I think I’m on another planet with you, with you

Ce l’avevo fatta. Ero autonomo. Avevo un letto tutto mio. Io, e il mio soppalco, non avevamo più bisogno di nessuno (anche se avessimo avuto bisogno, di qualcuno, non ci sarebbe più stato spazio, né sulla macchinina, né nella stanza, né sul soppalco). Eravamo liberi, indipendenti, autonomi, automuniti.

Giunto a casa, l’amara delusione. Il foglio delle istruzioni – sapete come sono fatti, no? Niente parole, solo disegni – mostrava chiaramente due persone che montavano il letto. Un ragazzo e una ragazza – per colmo dell’umiliazione. Bussai alla Fra’.
“Fra’”
“Sì?”
“Fra’, io pensavo di farcela da solo, ma nel disegno…”
“Che c’è?”
“C’è anche una donna, vedi”.
“Una donna?”
“Ha i capelli lunghi”.

In due riuscimmo a montare il soppalco, anche se demolimmo tutto il resto della stanza. Su quel soppalco ho passato gli anni più assurdi della mia vita. Al mattino, quando suonava la sveglia, mi alzavo – le grucce appese sotto la rete mi salutavano gnigolando – e mi sembrava di essere il capitano di un vascello in rotta verso l’ignoto. Perché ero lì? Ero saggio? Ero responsabile? Ero un idiota? Se lo sarà chiesto mille volte anche Cristoforo Colombo.

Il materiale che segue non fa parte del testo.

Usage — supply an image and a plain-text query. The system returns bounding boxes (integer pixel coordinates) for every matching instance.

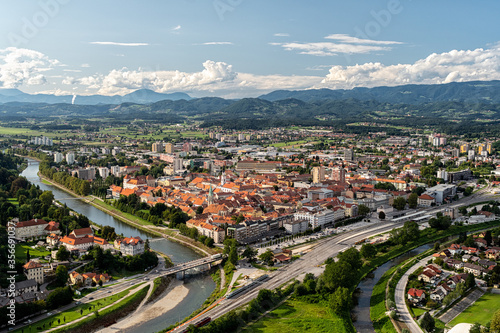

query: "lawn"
[16,242,50,262]
[242,300,351,333]
[449,293,500,326]
[15,287,135,332]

Allora, chi lo sa, forse il motivo per cui oggi Ikea non ci piace più, è che la generazione che è uscita di casa alla fine dei Novanta ormai ha passato il guado, si è sistemata, e ha bisogno di mobili più solidi, più personali, meno giovanili, che ne so? Ora a Casalecchio mi pare che puntino di più sugli adolescenti che vogliono rifarsi la cameretta. E mi pare giusto. Ikea è una specie di evoluzione del lego: ti monti le cose da solo, le ricombini, poi ti annoi, smonti tutto e compri un’altra scatola. Va bene.
Una cosa che invece non capisco è il laminato bianco, che quest’anno va molto. Io ho sempre odiato il laminato bianco, ma perché? Ne ho parlato con due miei amici, e condividevano. Poi ci siamo resi conto di una cosa: avevamo in comune un’infanzia in una zona industriale.
Probabilmente in Svezia queste cose non se le immaginano neanche. Devono avere tutto lo spazio per mettere le fabbriche da una parte e le casette dall’altra, tutte belle col loro giardino e il tetto spiovente per la neve. Ma in Emilia è successo tutto in modo così convulso. La gente si è messa a costruire fabbrichette, capannoni in cemento, e sopra, o di fianco, ci ha costruito il suo appartamento. Così si teneva il lavoro in casa. E in casa, per evitare confusione, mobili di noce massiccio. Invece giù, nell’ufficio, schifezze di laminato bianco.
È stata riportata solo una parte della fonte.